Wednesday, November 20, 2019

What I’m Watching: The Good Place

The Good Place: Season 4, Episode 8 “The Funerals to End All Funerals” (B+)

I think I sort of expected that things were going to go this way, that Michael would somehow find a way to convince the judge that the point system was indeed flawed but it wouldn’t result in whatever our main characters thought it would. It’s very fair that the three decent humans got better and that Brent ended up with just a slight decrease since his overconfidence that he belonged in the best place made him more horrible but then he shot way up at the very end when he almost had the chance to say something nice to Chidi. Eleanor, Tahani, Jason, and Janet having funerals for each other was an entertaining process, with a fitting tribute to who each of them have become. I’d liked to have seen what Chidi would have wanted for his funeral, but I guess we’ll have to settle for having him step in to figure a new point system to save Earth in just forty-five minutes.
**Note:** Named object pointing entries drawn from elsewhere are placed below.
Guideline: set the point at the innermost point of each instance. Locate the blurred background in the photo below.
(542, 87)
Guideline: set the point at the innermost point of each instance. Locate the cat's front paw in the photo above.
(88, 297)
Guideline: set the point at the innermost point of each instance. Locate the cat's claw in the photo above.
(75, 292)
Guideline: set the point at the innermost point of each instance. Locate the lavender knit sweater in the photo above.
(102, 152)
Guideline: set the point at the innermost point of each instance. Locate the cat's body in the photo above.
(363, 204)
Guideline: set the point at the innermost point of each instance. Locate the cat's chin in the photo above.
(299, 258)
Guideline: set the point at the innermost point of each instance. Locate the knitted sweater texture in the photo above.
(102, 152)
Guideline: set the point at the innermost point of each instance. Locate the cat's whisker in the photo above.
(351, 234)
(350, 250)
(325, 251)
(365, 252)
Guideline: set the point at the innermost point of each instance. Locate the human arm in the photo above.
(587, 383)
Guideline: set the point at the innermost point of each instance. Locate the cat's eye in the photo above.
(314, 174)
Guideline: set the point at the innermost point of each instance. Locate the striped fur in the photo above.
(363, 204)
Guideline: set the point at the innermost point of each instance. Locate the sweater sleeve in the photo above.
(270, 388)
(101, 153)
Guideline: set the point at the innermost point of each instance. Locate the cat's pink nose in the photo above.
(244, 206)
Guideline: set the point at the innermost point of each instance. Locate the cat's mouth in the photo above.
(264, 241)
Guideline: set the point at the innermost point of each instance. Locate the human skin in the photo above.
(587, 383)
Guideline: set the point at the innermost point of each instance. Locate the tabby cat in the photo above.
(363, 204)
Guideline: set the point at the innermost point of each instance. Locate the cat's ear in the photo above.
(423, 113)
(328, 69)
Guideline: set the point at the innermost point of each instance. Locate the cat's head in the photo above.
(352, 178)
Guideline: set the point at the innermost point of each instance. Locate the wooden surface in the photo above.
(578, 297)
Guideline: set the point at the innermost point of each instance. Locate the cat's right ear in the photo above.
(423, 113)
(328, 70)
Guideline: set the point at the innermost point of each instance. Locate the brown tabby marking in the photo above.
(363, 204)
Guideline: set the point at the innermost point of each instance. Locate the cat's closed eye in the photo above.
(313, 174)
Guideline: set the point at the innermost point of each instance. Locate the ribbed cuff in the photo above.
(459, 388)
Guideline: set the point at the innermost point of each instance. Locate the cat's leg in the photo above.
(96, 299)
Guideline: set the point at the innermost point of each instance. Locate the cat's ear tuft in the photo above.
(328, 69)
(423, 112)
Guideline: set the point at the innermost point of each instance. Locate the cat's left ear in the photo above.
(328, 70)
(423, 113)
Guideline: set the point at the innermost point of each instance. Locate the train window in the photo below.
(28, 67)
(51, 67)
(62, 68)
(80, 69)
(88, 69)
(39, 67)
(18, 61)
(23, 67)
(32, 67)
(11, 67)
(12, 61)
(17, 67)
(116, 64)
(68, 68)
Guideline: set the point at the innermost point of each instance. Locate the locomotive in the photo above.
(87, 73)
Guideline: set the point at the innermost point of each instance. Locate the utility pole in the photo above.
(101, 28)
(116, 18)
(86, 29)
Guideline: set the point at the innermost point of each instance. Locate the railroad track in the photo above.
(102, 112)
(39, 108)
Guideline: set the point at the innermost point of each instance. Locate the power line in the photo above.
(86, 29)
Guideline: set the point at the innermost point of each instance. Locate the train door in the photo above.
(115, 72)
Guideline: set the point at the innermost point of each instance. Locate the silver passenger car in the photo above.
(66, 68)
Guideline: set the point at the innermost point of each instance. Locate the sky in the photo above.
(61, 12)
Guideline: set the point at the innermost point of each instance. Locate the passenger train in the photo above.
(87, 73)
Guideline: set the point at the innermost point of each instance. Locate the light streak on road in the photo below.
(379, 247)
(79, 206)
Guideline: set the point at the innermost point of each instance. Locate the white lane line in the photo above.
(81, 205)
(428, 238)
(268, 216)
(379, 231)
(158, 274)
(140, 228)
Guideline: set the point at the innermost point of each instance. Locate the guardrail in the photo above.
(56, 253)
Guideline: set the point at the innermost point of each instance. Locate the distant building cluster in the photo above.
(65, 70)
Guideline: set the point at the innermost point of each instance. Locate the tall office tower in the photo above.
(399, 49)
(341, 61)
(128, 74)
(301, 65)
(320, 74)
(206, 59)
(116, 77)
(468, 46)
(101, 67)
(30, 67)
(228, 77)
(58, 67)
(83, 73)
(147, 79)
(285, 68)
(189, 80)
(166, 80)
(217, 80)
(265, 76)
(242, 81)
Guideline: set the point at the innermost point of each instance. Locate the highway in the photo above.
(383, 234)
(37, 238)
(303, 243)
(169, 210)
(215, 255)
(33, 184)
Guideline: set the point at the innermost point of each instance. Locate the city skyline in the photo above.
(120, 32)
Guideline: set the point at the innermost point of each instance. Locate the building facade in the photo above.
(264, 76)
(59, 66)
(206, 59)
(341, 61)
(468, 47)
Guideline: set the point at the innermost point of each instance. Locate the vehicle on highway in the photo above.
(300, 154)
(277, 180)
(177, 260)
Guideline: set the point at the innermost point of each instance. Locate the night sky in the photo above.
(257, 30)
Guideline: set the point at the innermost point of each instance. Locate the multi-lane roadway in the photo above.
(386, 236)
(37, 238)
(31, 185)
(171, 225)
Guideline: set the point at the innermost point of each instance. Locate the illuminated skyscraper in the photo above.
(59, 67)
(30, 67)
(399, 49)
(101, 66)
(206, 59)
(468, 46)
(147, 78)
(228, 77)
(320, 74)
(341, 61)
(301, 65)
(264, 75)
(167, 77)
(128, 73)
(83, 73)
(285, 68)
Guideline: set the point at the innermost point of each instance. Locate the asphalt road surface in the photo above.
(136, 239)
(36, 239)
I found the judge’s eagerness to bring back “Ally McBeal” a bit odd, though it made much more sense when she got to say that she was essentially rebooting it by restarting all of Earth. What I didn’t see coming was Janet’s ability to hide the earth wiper-outer from the judge and Bad Janet showing up to reveal that she had read the manifesto and convinced all the Janets to stand against the judge to hide the device from her. There are few comedies that end on a cliffhanger every episode, and I’m just glad that another new episode comes very soon.

Tuesday, November 19, 2019

What I’m Watching: This Is Us

This Is Us: Season 4, Episode 8 “Sorry” (B+)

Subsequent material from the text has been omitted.